We all know about income tax, GST, and stamp duty. But there’s another kind of tax quietly eating away at productivity in workplaces everywhere — one you won’t find on any government form.
The Real “Tax” on Modern Workplaces
It’s called the communication tax, a term made popular by Airbnb CEO Brian Chesky, who warned that every new employee adds complexity — and more meetings. His simple idea? The larger a team grows, the more time gets lost in coordination, catch-ups, and endless emails.
The logic is hard to ignore. In theory, hiring more people should spread the workload and boost productivity. In practice, it often creates new bottlenecks. With each added person comes extra management, extra reporting, and extra time spent keeping everyone on the same page.
According to Gallup data, the average number of direct reports per manager has jumped from about 11 in 2024 to over 12 in 2025 — a near 50% increase since the early 2010s, reports The Age. Meanwhile, Slack’s co-founder once estimated that internal communication alone consumes up to 20% of an employee’s time in small teams — and far more in larger ones.
When Communication Becomes a Cost
The “communication tax” tends to fall hardest on middle managers, who act as translators between the executive suite and the broader workforce. They’re the ones buried in back-to-back meetings, juggling project updates and status reports instead of deep work.

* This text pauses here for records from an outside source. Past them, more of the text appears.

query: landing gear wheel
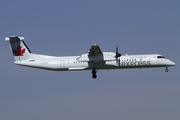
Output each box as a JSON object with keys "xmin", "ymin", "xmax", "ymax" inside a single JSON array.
[
  {"xmin": 92, "ymin": 74, "xmax": 97, "ymax": 79},
  {"xmin": 165, "ymin": 67, "xmax": 169, "ymax": 72}
]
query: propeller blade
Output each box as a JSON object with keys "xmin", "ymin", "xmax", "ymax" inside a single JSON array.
[{"xmin": 116, "ymin": 46, "xmax": 121, "ymax": 58}]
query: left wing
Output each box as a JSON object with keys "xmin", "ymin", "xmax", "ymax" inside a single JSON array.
[{"xmin": 88, "ymin": 45, "xmax": 103, "ymax": 56}]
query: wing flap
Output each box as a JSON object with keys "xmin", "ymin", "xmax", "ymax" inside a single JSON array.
[{"xmin": 88, "ymin": 45, "xmax": 102, "ymax": 56}]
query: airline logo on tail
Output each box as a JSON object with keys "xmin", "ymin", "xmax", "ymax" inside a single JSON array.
[{"xmin": 12, "ymin": 46, "xmax": 26, "ymax": 56}]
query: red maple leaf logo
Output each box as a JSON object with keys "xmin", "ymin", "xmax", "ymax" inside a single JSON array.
[{"xmin": 13, "ymin": 46, "xmax": 25, "ymax": 56}]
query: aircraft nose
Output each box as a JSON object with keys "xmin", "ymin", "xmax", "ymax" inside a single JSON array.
[{"xmin": 166, "ymin": 60, "xmax": 175, "ymax": 66}]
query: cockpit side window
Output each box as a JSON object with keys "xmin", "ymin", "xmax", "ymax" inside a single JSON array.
[{"xmin": 157, "ymin": 56, "xmax": 165, "ymax": 58}]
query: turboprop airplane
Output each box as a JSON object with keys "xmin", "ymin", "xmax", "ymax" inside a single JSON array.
[{"xmin": 5, "ymin": 36, "xmax": 175, "ymax": 79}]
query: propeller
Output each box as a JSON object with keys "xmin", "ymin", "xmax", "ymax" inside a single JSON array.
[{"xmin": 115, "ymin": 46, "xmax": 121, "ymax": 64}]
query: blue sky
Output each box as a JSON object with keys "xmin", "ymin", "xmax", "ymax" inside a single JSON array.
[{"xmin": 0, "ymin": 0, "xmax": 180, "ymax": 120}]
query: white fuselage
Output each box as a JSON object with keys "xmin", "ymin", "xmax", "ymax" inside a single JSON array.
[{"xmin": 14, "ymin": 52, "xmax": 175, "ymax": 71}]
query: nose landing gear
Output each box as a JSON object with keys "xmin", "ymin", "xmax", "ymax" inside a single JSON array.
[
  {"xmin": 91, "ymin": 69, "xmax": 97, "ymax": 79},
  {"xmin": 165, "ymin": 67, "xmax": 169, "ymax": 72}
]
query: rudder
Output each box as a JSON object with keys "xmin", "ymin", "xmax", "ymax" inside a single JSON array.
[{"xmin": 5, "ymin": 36, "xmax": 33, "ymax": 61}]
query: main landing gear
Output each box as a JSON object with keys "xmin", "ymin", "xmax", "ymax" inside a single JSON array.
[
  {"xmin": 91, "ymin": 69, "xmax": 97, "ymax": 79},
  {"xmin": 165, "ymin": 67, "xmax": 169, "ymax": 72}
]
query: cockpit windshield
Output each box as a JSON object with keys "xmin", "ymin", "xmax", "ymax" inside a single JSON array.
[{"xmin": 157, "ymin": 56, "xmax": 165, "ymax": 58}]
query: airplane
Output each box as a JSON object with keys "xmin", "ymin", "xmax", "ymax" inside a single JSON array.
[{"xmin": 5, "ymin": 36, "xmax": 175, "ymax": 79}]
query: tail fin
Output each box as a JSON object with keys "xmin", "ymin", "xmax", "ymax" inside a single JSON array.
[{"xmin": 5, "ymin": 36, "xmax": 33, "ymax": 61}]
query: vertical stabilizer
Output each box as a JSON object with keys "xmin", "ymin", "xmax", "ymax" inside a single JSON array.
[{"xmin": 5, "ymin": 36, "xmax": 33, "ymax": 61}]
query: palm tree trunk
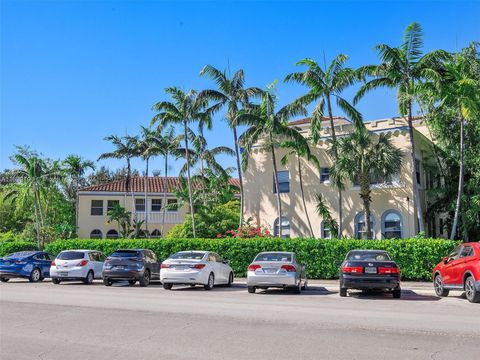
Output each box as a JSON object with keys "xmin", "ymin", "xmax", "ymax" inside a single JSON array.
[
  {"xmin": 233, "ymin": 126, "xmax": 245, "ymax": 227},
  {"xmin": 297, "ymin": 155, "xmax": 313, "ymax": 238},
  {"xmin": 270, "ymin": 143, "xmax": 282, "ymax": 238},
  {"xmin": 327, "ymin": 95, "xmax": 343, "ymax": 239},
  {"xmin": 450, "ymin": 115, "xmax": 465, "ymax": 240},
  {"xmin": 407, "ymin": 101, "xmax": 425, "ymax": 232},
  {"xmin": 183, "ymin": 121, "xmax": 196, "ymax": 239}
]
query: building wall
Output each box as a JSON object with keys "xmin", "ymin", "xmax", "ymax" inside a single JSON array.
[
  {"xmin": 78, "ymin": 192, "xmax": 186, "ymax": 239},
  {"xmin": 244, "ymin": 119, "xmax": 442, "ymax": 239}
]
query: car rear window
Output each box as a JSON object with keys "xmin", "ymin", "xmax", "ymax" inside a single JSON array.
[
  {"xmin": 347, "ymin": 251, "xmax": 392, "ymax": 261},
  {"xmin": 170, "ymin": 251, "xmax": 205, "ymax": 260},
  {"xmin": 110, "ymin": 250, "xmax": 143, "ymax": 257},
  {"xmin": 57, "ymin": 251, "xmax": 85, "ymax": 260},
  {"xmin": 254, "ymin": 253, "xmax": 292, "ymax": 262}
]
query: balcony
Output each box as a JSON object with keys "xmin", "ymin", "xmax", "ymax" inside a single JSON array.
[{"xmin": 137, "ymin": 211, "xmax": 183, "ymax": 224}]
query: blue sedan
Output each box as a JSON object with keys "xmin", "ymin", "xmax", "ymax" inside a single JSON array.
[{"xmin": 0, "ymin": 251, "xmax": 55, "ymax": 282}]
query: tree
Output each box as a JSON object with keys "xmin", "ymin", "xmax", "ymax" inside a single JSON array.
[
  {"xmin": 151, "ymin": 87, "xmax": 215, "ymax": 238},
  {"xmin": 285, "ymin": 54, "xmax": 362, "ymax": 238},
  {"xmin": 238, "ymin": 86, "xmax": 308, "ymax": 237},
  {"xmin": 200, "ymin": 65, "xmax": 262, "ymax": 227},
  {"xmin": 329, "ymin": 124, "xmax": 403, "ymax": 238},
  {"xmin": 353, "ymin": 23, "xmax": 443, "ymax": 232}
]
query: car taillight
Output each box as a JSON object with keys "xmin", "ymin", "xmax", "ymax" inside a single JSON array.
[
  {"xmin": 378, "ymin": 267, "xmax": 400, "ymax": 274},
  {"xmin": 341, "ymin": 266, "xmax": 363, "ymax": 274},
  {"xmin": 281, "ymin": 265, "xmax": 297, "ymax": 272}
]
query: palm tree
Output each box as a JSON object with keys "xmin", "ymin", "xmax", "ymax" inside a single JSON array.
[
  {"xmin": 200, "ymin": 65, "xmax": 262, "ymax": 227},
  {"xmin": 285, "ymin": 54, "xmax": 362, "ymax": 238},
  {"xmin": 354, "ymin": 23, "xmax": 444, "ymax": 232},
  {"xmin": 281, "ymin": 140, "xmax": 320, "ymax": 238},
  {"xmin": 63, "ymin": 155, "xmax": 95, "ymax": 233},
  {"xmin": 151, "ymin": 87, "xmax": 214, "ymax": 238},
  {"xmin": 329, "ymin": 124, "xmax": 403, "ymax": 238},
  {"xmin": 237, "ymin": 88, "xmax": 308, "ymax": 237}
]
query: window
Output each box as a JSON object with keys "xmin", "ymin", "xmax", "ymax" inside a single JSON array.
[
  {"xmin": 151, "ymin": 199, "xmax": 162, "ymax": 212},
  {"xmin": 273, "ymin": 216, "xmax": 290, "ymax": 238},
  {"xmin": 382, "ymin": 210, "xmax": 403, "ymax": 239},
  {"xmin": 90, "ymin": 200, "xmax": 103, "ymax": 216},
  {"xmin": 135, "ymin": 199, "xmax": 145, "ymax": 212},
  {"xmin": 355, "ymin": 212, "xmax": 375, "ymax": 239},
  {"xmin": 320, "ymin": 168, "xmax": 330, "ymax": 184},
  {"xmin": 107, "ymin": 200, "xmax": 120, "ymax": 213},
  {"xmin": 90, "ymin": 229, "xmax": 102, "ymax": 239},
  {"xmin": 107, "ymin": 229, "xmax": 118, "ymax": 239},
  {"xmin": 273, "ymin": 170, "xmax": 290, "ymax": 194}
]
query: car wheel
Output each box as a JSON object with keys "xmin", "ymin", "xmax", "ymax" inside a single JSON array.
[
  {"xmin": 433, "ymin": 274, "xmax": 449, "ymax": 297},
  {"xmin": 83, "ymin": 270, "xmax": 93, "ymax": 285},
  {"xmin": 203, "ymin": 273, "xmax": 215, "ymax": 290},
  {"xmin": 465, "ymin": 276, "xmax": 480, "ymax": 303},
  {"xmin": 28, "ymin": 268, "xmax": 42, "ymax": 282},
  {"xmin": 227, "ymin": 272, "xmax": 233, "ymax": 287},
  {"xmin": 138, "ymin": 270, "xmax": 150, "ymax": 287}
]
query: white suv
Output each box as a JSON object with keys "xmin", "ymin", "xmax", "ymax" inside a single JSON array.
[{"xmin": 50, "ymin": 250, "xmax": 106, "ymax": 284}]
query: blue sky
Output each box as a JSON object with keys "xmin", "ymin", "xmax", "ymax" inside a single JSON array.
[{"xmin": 0, "ymin": 0, "xmax": 480, "ymax": 173}]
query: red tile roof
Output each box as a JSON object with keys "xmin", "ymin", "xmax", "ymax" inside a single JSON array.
[{"xmin": 80, "ymin": 176, "xmax": 244, "ymax": 193}]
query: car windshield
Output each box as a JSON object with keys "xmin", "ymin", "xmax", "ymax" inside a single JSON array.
[
  {"xmin": 110, "ymin": 250, "xmax": 142, "ymax": 257},
  {"xmin": 57, "ymin": 251, "xmax": 84, "ymax": 260},
  {"xmin": 347, "ymin": 251, "xmax": 391, "ymax": 261},
  {"xmin": 254, "ymin": 253, "xmax": 292, "ymax": 262},
  {"xmin": 170, "ymin": 251, "xmax": 205, "ymax": 260}
]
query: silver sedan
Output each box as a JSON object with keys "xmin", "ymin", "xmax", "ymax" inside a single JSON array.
[{"xmin": 247, "ymin": 252, "xmax": 307, "ymax": 294}]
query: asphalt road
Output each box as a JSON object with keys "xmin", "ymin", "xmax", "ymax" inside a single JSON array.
[{"xmin": 0, "ymin": 280, "xmax": 480, "ymax": 360}]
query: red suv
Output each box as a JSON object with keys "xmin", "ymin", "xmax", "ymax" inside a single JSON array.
[{"xmin": 432, "ymin": 242, "xmax": 480, "ymax": 302}]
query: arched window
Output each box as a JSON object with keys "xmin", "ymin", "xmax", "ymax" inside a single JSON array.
[
  {"xmin": 107, "ymin": 229, "xmax": 119, "ymax": 239},
  {"xmin": 382, "ymin": 210, "xmax": 403, "ymax": 239},
  {"xmin": 90, "ymin": 229, "xmax": 102, "ymax": 239},
  {"xmin": 355, "ymin": 212, "xmax": 375, "ymax": 239},
  {"xmin": 150, "ymin": 229, "xmax": 162, "ymax": 238},
  {"xmin": 273, "ymin": 216, "xmax": 290, "ymax": 238}
]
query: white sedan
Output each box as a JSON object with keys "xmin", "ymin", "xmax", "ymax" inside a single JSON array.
[
  {"xmin": 50, "ymin": 250, "xmax": 106, "ymax": 284},
  {"xmin": 160, "ymin": 251, "xmax": 233, "ymax": 290}
]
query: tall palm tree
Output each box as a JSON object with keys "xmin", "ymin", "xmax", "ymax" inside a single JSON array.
[
  {"xmin": 63, "ymin": 155, "xmax": 95, "ymax": 233},
  {"xmin": 329, "ymin": 124, "xmax": 403, "ymax": 238},
  {"xmin": 237, "ymin": 88, "xmax": 308, "ymax": 237},
  {"xmin": 285, "ymin": 54, "xmax": 362, "ymax": 238},
  {"xmin": 151, "ymin": 87, "xmax": 215, "ymax": 238},
  {"xmin": 200, "ymin": 65, "xmax": 262, "ymax": 227},
  {"xmin": 281, "ymin": 140, "xmax": 320, "ymax": 238},
  {"xmin": 353, "ymin": 23, "xmax": 443, "ymax": 231}
]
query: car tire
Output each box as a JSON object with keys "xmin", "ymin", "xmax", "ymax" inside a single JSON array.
[
  {"xmin": 28, "ymin": 268, "xmax": 42, "ymax": 282},
  {"xmin": 464, "ymin": 276, "xmax": 480, "ymax": 303},
  {"xmin": 203, "ymin": 273, "xmax": 215, "ymax": 290},
  {"xmin": 83, "ymin": 270, "xmax": 93, "ymax": 285},
  {"xmin": 163, "ymin": 283, "xmax": 172, "ymax": 290},
  {"xmin": 138, "ymin": 269, "xmax": 150, "ymax": 287},
  {"xmin": 227, "ymin": 272, "xmax": 233, "ymax": 287},
  {"xmin": 433, "ymin": 274, "xmax": 449, "ymax": 297}
]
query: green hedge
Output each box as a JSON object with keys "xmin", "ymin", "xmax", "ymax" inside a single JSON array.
[{"xmin": 10, "ymin": 238, "xmax": 456, "ymax": 280}]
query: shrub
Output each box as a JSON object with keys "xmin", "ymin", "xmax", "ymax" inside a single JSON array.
[{"xmin": 37, "ymin": 237, "xmax": 456, "ymax": 280}]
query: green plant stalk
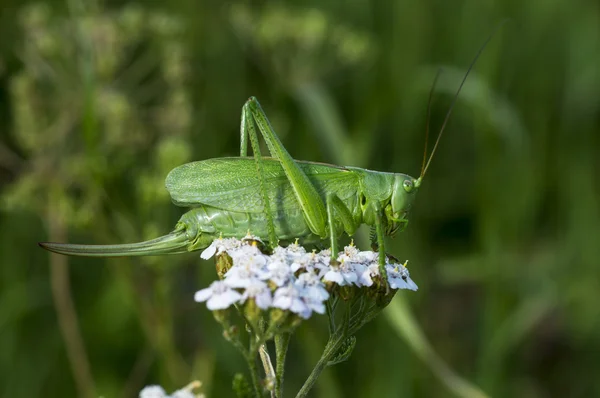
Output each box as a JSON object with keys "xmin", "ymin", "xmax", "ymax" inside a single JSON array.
[{"xmin": 275, "ymin": 333, "xmax": 292, "ymax": 398}]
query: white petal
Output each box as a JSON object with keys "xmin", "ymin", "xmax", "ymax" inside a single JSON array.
[
  {"xmin": 194, "ymin": 287, "xmax": 212, "ymax": 303},
  {"xmin": 254, "ymin": 290, "xmax": 273, "ymax": 310},
  {"xmin": 406, "ymin": 278, "xmax": 419, "ymax": 292},
  {"xmin": 139, "ymin": 386, "xmax": 167, "ymax": 398},
  {"xmin": 388, "ymin": 278, "xmax": 408, "ymax": 289},
  {"xmin": 323, "ymin": 271, "xmax": 345, "ymax": 286},
  {"xmin": 171, "ymin": 390, "xmax": 196, "ymax": 398},
  {"xmin": 200, "ymin": 242, "xmax": 217, "ymax": 260},
  {"xmin": 273, "ymin": 295, "xmax": 292, "ymax": 310},
  {"xmin": 206, "ymin": 290, "xmax": 242, "ymax": 311}
]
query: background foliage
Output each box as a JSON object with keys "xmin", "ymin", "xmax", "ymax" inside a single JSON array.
[{"xmin": 0, "ymin": 0, "xmax": 600, "ymax": 397}]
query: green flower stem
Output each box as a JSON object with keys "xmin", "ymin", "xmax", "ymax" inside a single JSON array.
[
  {"xmin": 275, "ymin": 333, "xmax": 292, "ymax": 398},
  {"xmin": 296, "ymin": 331, "xmax": 345, "ymax": 398},
  {"xmin": 244, "ymin": 349, "xmax": 262, "ymax": 398}
]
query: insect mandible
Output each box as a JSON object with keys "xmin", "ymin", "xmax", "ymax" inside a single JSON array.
[{"xmin": 40, "ymin": 34, "xmax": 493, "ymax": 280}]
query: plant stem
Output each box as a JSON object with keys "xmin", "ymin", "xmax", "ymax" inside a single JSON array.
[
  {"xmin": 275, "ymin": 333, "xmax": 292, "ymax": 398},
  {"xmin": 296, "ymin": 332, "xmax": 345, "ymax": 398},
  {"xmin": 244, "ymin": 349, "xmax": 262, "ymax": 398}
]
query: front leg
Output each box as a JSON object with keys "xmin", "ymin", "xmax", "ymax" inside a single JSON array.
[
  {"xmin": 373, "ymin": 203, "xmax": 389, "ymax": 292},
  {"xmin": 327, "ymin": 193, "xmax": 358, "ymax": 260}
]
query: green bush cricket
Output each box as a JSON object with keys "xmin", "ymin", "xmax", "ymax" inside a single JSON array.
[{"xmin": 40, "ymin": 36, "xmax": 492, "ymax": 280}]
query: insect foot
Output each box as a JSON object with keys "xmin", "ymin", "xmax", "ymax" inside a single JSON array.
[{"xmin": 194, "ymin": 235, "xmax": 418, "ymax": 395}]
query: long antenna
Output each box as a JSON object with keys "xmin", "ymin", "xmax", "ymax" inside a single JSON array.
[
  {"xmin": 419, "ymin": 19, "xmax": 509, "ymax": 179},
  {"xmin": 421, "ymin": 68, "xmax": 442, "ymax": 176}
]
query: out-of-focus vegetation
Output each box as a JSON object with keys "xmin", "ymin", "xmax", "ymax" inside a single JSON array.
[{"xmin": 0, "ymin": 0, "xmax": 600, "ymax": 397}]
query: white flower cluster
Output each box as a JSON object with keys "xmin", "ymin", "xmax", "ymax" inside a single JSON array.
[
  {"xmin": 194, "ymin": 236, "xmax": 417, "ymax": 319},
  {"xmin": 139, "ymin": 382, "xmax": 204, "ymax": 398}
]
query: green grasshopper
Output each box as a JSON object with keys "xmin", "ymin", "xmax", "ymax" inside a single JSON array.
[{"xmin": 40, "ymin": 36, "xmax": 491, "ymax": 282}]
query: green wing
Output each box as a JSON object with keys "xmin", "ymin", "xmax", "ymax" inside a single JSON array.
[{"xmin": 166, "ymin": 157, "xmax": 358, "ymax": 213}]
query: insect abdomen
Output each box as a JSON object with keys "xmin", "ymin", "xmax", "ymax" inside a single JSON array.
[{"xmin": 178, "ymin": 206, "xmax": 319, "ymax": 246}]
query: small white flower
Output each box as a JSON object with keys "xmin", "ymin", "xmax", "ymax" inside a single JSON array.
[
  {"xmin": 273, "ymin": 284, "xmax": 312, "ymax": 319},
  {"xmin": 139, "ymin": 386, "xmax": 167, "ymax": 398},
  {"xmin": 385, "ymin": 263, "xmax": 418, "ymax": 291},
  {"xmin": 242, "ymin": 280, "xmax": 273, "ymax": 310},
  {"xmin": 225, "ymin": 252, "xmax": 271, "ymax": 288},
  {"xmin": 368, "ymin": 262, "xmax": 379, "ymax": 278},
  {"xmin": 356, "ymin": 251, "xmax": 379, "ymax": 264},
  {"xmin": 227, "ymin": 244, "xmax": 267, "ymax": 265},
  {"xmin": 171, "ymin": 389, "xmax": 196, "ymax": 398},
  {"xmin": 267, "ymin": 260, "xmax": 294, "ymax": 286},
  {"xmin": 242, "ymin": 231, "xmax": 265, "ymax": 245},
  {"xmin": 194, "ymin": 281, "xmax": 242, "ymax": 311},
  {"xmin": 290, "ymin": 253, "xmax": 314, "ymax": 272},
  {"xmin": 294, "ymin": 272, "xmax": 329, "ymax": 301},
  {"xmin": 294, "ymin": 272, "xmax": 329, "ymax": 314},
  {"xmin": 323, "ymin": 262, "xmax": 358, "ymax": 286},
  {"xmin": 353, "ymin": 263, "xmax": 373, "ymax": 287}
]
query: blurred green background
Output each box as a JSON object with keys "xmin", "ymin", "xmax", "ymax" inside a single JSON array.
[{"xmin": 0, "ymin": 0, "xmax": 600, "ymax": 397}]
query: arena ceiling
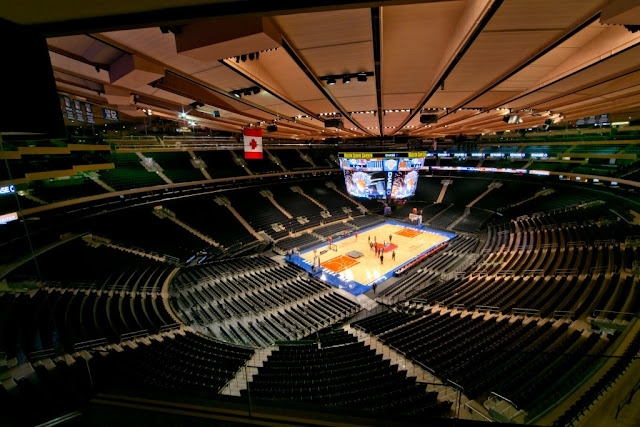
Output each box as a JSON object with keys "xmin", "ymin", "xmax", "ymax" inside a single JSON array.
[{"xmin": 5, "ymin": 0, "xmax": 640, "ymax": 140}]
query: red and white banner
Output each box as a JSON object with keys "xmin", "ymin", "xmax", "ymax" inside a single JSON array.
[{"xmin": 242, "ymin": 128, "xmax": 262, "ymax": 159}]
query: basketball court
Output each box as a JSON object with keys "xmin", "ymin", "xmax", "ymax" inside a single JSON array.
[{"xmin": 292, "ymin": 221, "xmax": 455, "ymax": 295}]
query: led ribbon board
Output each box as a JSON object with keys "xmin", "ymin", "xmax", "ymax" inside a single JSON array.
[{"xmin": 338, "ymin": 151, "xmax": 427, "ymax": 199}]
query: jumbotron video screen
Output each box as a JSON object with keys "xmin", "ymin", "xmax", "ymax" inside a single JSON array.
[{"xmin": 338, "ymin": 152, "xmax": 426, "ymax": 199}]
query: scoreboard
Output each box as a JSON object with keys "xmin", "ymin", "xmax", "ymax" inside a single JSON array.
[{"xmin": 338, "ymin": 151, "xmax": 426, "ymax": 199}]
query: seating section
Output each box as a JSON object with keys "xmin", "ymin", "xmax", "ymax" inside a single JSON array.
[
  {"xmin": 356, "ymin": 311, "xmax": 615, "ymax": 410},
  {"xmin": 423, "ymin": 205, "xmax": 465, "ymax": 229},
  {"xmin": 348, "ymin": 215, "xmax": 384, "ymax": 230},
  {"xmin": 29, "ymin": 177, "xmax": 107, "ymax": 203},
  {"xmin": 143, "ymin": 151, "xmax": 207, "ymax": 182},
  {"xmin": 378, "ymin": 236, "xmax": 478, "ymax": 303},
  {"xmin": 0, "ymin": 267, "xmax": 175, "ymax": 361},
  {"xmin": 91, "ymin": 206, "xmax": 209, "ymax": 260},
  {"xmin": 274, "ymin": 233, "xmax": 324, "ymax": 253},
  {"xmin": 243, "ymin": 330, "xmax": 451, "ymax": 417},
  {"xmin": 440, "ymin": 179, "xmax": 491, "ymax": 206},
  {"xmin": 299, "ymin": 181, "xmax": 360, "ymax": 220},
  {"xmin": 553, "ymin": 335, "xmax": 640, "ymax": 426},
  {"xmin": 194, "ymin": 150, "xmax": 247, "ymax": 178},
  {"xmin": 99, "ymin": 153, "xmax": 166, "ymax": 190},
  {"xmin": 101, "ymin": 332, "xmax": 253, "ymax": 394},
  {"xmin": 269, "ymin": 150, "xmax": 312, "ymax": 171},
  {"xmin": 270, "ymin": 186, "xmax": 323, "ymax": 228},
  {"xmin": 313, "ymin": 222, "xmax": 354, "ymax": 237},
  {"xmin": 474, "ymin": 180, "xmax": 540, "ymax": 211},
  {"xmin": 235, "ymin": 150, "xmax": 282, "ymax": 174},
  {"xmin": 453, "ymin": 207, "xmax": 493, "ymax": 233},
  {"xmin": 170, "ymin": 257, "xmax": 360, "ymax": 347},
  {"xmin": 164, "ymin": 196, "xmax": 256, "ymax": 249}
]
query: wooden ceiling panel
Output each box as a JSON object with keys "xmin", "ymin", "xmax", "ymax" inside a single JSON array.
[
  {"xmin": 468, "ymin": 90, "xmax": 520, "ymax": 108},
  {"xmin": 101, "ymin": 27, "xmax": 217, "ymax": 74},
  {"xmin": 382, "ymin": 1, "xmax": 465, "ymax": 95},
  {"xmin": 339, "ymin": 95, "xmax": 376, "ymax": 112},
  {"xmin": 382, "ymin": 113, "xmax": 409, "ymax": 126},
  {"xmin": 487, "ymin": 0, "xmax": 607, "ymax": 31},
  {"xmin": 445, "ymin": 31, "xmax": 561, "ymax": 91},
  {"xmin": 298, "ymin": 40, "xmax": 374, "ymax": 76},
  {"xmin": 193, "ymin": 62, "xmax": 253, "ymax": 92},
  {"xmin": 382, "ymin": 93, "xmax": 424, "ymax": 110},
  {"xmin": 49, "ymin": 51, "xmax": 109, "ymax": 84},
  {"xmin": 327, "ymin": 79, "xmax": 377, "ymax": 111},
  {"xmin": 226, "ymin": 49, "xmax": 322, "ymax": 101},
  {"xmin": 274, "ymin": 9, "xmax": 371, "ymax": 50},
  {"xmin": 425, "ymin": 90, "xmax": 474, "ymax": 108}
]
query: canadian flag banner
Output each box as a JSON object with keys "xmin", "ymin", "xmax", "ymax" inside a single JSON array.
[{"xmin": 242, "ymin": 128, "xmax": 262, "ymax": 159}]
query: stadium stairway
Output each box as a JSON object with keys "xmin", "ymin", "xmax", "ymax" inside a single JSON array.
[
  {"xmin": 436, "ymin": 179, "xmax": 453, "ymax": 203},
  {"xmin": 153, "ymin": 206, "xmax": 223, "ymax": 248},
  {"xmin": 82, "ymin": 234, "xmax": 178, "ymax": 263},
  {"xmin": 342, "ymin": 324, "xmax": 478, "ymax": 417},
  {"xmin": 260, "ymin": 190, "xmax": 293, "ymax": 219},
  {"xmin": 467, "ymin": 181, "xmax": 502, "ymax": 208},
  {"xmin": 220, "ymin": 345, "xmax": 278, "ymax": 396},
  {"xmin": 291, "ymin": 185, "xmax": 329, "ymax": 211},
  {"xmin": 296, "ymin": 148, "xmax": 318, "ymax": 168},
  {"xmin": 187, "ymin": 150, "xmax": 213, "ymax": 179},
  {"xmin": 216, "ymin": 198, "xmax": 264, "ymax": 242},
  {"xmin": 325, "ymin": 181, "xmax": 368, "ymax": 214}
]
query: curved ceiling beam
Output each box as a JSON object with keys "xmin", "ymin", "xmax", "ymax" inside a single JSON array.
[
  {"xmin": 282, "ymin": 37, "xmax": 374, "ymax": 136},
  {"xmin": 440, "ymin": 45, "xmax": 640, "ymax": 130},
  {"xmin": 440, "ymin": 12, "xmax": 600, "ymax": 119},
  {"xmin": 31, "ymin": 0, "xmax": 443, "ymax": 37},
  {"xmin": 371, "ymin": 7, "xmax": 384, "ymax": 136},
  {"xmin": 218, "ymin": 59, "xmax": 324, "ymax": 123},
  {"xmin": 390, "ymin": 0, "xmax": 504, "ymax": 135},
  {"xmin": 89, "ymin": 34, "xmax": 318, "ymax": 127}
]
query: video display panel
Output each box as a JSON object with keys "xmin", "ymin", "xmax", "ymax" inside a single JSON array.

And while collaboration is essential, there’s a tipping point where it becomes counterproductive. Too many voices, too many meetings, and too many approval layers can stall even the best ideas.
Jeff Bezos famously tried to fix that problem with Amazon’s “two pizza rule” — no team should be so big that two pizzas couldn’t feed everyone. In other words, smaller teams tend to move faster, communicate better, and produce more meaningful results.
Finding the Balance
The real challenge isn’t eliminating meetings altogether — it’s knowing when communication helps and when it hinders. Teams built for creativity may need diverse voices, while those focused on execution thrive with fewer hands and clearer direction.
Gallup’s research suggests that the ideal team size doesn’t matter as much as engagement does. A motivated, well-connected team of ten will outperform a disengaged group of fifty every time.
Still, the lesson stands: every extra layer of coordination carries a cost. Whether it’s lost time, unclear accountability, or employee burnout, this hidden tax is quietly draining energy from workplaces everywhere.
Maybe the solution isn’t more meetings or bigger teams — it’s fewer, sharper, and better conversations.